Another suggestion I would have to RSS producers is to please, please implement responding 304 to the If-Modified-Since header.另一项建议,我会到RSS生产者是要请,请贯彻回应304到如果- Modified - Since的标题。 This saves a huge amount of CPU, disk and bandwith resources on both ends.这样可以节省大量的CPU ,磁盘和带宽资源的两端都。
March 18th, 2005 at 2:56 am 2005年3月18日在上午02时56分
Jason,贾森,
Thanks for the informative comments.感谢翔实的评论。
The MD5 of title and timestamp sounds good, I cannot think of anything against it.的MD5的标题和时间戳的声音好,我不能相信任何人反对。
304 would be good solution to reduce the bandwidth clog and will ultimately benefit the bloggers. 304将是很好的解决方案,以减少带宽阻塞,并会最终获益的博客。
April 3rd, 2005 at 8:09 pm 2005年4月3日在下午8时09分
It’s not just a problem with JavaBlogs!它不仅是一个问题javablogs !
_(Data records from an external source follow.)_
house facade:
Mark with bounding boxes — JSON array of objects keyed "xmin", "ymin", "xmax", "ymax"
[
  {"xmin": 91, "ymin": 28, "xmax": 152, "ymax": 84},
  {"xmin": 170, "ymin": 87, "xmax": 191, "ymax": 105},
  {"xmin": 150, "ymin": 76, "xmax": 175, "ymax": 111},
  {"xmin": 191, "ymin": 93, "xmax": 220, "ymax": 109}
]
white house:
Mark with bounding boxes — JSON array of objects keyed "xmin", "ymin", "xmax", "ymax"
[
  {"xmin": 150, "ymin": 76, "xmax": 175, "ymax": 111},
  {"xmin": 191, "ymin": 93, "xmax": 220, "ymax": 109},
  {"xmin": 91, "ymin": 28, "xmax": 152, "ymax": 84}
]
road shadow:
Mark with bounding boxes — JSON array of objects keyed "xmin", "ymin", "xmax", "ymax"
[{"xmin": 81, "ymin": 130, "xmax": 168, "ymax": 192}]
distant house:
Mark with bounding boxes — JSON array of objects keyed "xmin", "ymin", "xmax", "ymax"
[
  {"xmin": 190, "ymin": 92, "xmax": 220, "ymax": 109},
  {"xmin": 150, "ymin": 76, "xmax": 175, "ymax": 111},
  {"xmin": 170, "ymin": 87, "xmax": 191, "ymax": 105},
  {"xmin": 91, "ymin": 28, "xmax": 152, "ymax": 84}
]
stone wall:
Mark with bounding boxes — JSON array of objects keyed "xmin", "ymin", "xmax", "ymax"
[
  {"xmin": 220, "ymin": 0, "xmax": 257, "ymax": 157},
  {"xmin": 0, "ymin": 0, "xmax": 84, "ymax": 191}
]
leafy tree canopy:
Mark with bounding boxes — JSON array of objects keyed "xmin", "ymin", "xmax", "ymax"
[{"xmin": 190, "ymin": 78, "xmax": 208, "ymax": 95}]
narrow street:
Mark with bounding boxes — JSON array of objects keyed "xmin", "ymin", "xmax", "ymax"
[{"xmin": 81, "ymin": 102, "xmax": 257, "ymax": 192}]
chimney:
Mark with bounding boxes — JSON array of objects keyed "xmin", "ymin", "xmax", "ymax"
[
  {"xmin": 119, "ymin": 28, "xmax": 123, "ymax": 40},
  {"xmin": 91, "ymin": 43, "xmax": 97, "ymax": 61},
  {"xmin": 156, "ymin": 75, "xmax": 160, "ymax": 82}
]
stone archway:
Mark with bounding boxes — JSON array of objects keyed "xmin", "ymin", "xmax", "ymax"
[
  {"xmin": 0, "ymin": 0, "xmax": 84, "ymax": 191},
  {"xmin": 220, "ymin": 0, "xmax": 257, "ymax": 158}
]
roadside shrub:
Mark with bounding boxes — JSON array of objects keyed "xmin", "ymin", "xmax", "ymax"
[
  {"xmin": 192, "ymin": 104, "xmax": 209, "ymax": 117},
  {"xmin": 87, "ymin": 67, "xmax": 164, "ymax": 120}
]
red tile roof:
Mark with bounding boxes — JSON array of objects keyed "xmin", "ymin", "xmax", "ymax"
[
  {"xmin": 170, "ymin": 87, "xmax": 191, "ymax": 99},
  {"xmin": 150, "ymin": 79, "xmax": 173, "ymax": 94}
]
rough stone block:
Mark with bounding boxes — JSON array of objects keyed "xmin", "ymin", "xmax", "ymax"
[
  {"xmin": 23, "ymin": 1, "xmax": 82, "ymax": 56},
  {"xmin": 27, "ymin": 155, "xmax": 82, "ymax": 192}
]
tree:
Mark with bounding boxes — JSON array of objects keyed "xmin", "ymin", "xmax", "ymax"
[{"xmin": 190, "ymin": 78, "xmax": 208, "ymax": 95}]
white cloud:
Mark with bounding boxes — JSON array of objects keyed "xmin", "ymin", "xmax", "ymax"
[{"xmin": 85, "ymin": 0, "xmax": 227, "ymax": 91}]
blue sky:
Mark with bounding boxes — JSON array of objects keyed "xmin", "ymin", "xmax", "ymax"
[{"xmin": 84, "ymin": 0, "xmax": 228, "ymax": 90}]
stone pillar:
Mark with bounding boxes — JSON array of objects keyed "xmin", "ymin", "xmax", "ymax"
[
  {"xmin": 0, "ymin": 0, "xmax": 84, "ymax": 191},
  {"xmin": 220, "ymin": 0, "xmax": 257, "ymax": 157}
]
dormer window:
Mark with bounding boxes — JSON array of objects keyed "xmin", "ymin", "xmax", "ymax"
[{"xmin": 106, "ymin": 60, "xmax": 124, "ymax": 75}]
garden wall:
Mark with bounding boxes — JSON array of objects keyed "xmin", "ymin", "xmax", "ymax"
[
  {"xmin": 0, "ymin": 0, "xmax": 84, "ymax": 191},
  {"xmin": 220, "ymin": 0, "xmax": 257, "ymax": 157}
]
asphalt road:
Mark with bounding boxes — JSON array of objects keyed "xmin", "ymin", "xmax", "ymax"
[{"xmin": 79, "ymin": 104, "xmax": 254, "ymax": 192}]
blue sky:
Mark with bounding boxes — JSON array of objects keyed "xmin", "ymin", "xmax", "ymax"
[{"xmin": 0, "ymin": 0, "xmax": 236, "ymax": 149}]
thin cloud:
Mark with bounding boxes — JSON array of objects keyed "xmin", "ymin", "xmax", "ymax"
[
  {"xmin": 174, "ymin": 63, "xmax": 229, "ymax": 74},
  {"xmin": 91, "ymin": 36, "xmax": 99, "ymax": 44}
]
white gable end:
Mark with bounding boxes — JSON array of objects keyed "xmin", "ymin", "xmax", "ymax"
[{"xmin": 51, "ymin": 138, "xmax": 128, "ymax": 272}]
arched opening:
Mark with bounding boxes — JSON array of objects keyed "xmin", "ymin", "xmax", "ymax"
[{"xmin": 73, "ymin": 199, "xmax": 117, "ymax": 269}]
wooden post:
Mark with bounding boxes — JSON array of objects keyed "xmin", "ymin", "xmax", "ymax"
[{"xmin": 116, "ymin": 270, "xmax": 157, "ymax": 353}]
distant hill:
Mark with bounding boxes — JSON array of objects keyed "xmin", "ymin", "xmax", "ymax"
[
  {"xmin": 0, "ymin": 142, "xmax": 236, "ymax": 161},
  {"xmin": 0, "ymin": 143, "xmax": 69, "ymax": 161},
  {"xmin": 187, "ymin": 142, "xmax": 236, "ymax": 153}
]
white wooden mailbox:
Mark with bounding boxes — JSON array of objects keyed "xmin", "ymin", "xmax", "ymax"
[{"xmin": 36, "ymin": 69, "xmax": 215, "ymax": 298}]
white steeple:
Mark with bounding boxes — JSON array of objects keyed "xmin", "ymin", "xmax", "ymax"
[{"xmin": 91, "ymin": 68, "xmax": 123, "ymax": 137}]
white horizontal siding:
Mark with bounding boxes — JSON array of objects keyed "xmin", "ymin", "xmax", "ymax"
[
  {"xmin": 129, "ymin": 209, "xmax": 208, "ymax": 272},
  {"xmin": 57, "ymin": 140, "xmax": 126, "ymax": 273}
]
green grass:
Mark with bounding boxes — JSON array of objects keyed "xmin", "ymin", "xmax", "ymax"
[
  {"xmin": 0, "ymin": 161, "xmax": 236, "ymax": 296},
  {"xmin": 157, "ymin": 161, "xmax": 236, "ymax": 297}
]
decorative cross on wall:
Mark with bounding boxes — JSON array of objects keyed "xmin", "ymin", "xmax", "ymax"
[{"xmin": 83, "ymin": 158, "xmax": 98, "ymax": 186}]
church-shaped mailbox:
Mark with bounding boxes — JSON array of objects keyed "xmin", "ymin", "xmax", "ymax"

Everytime I ping Technorati that my blog has been updated, it takes every entry previously and spams the Technorati tags (ie Java tag) as well!每次来Technorati平说,我的博客已更新,需要每一个进入以前和垃圾邮件的Technorati标记(即Java的标记)以及! I do use RSS 2.0 and Rome 0.5 from Sun Microsystems to generate my own feeds, and I do use the and tags.我使用的RSS 2.0和罗马0.5从Sun Microsystems公司创造自己的饲料,而我却使用了和标记。 I have used the permalink system, but since I can put anything in there since I control the code, maybe I’ll start generating my own MD5 hash as suggested.我用的永久性系统,但由于我可以向任何在那里,因为我控制的代码,也许我会开始产生自己的MD5哈希的建议。 If anyone wants to know if that works, check out my website in about a week.如果有人想知道,如果工程,请查阅我的网站在一个星期左右。
Otherwise, enjoy reading my entries from March 2005 for the ninteith time.否则,享受阅读我的作品,从2005年3月为ninteith时间。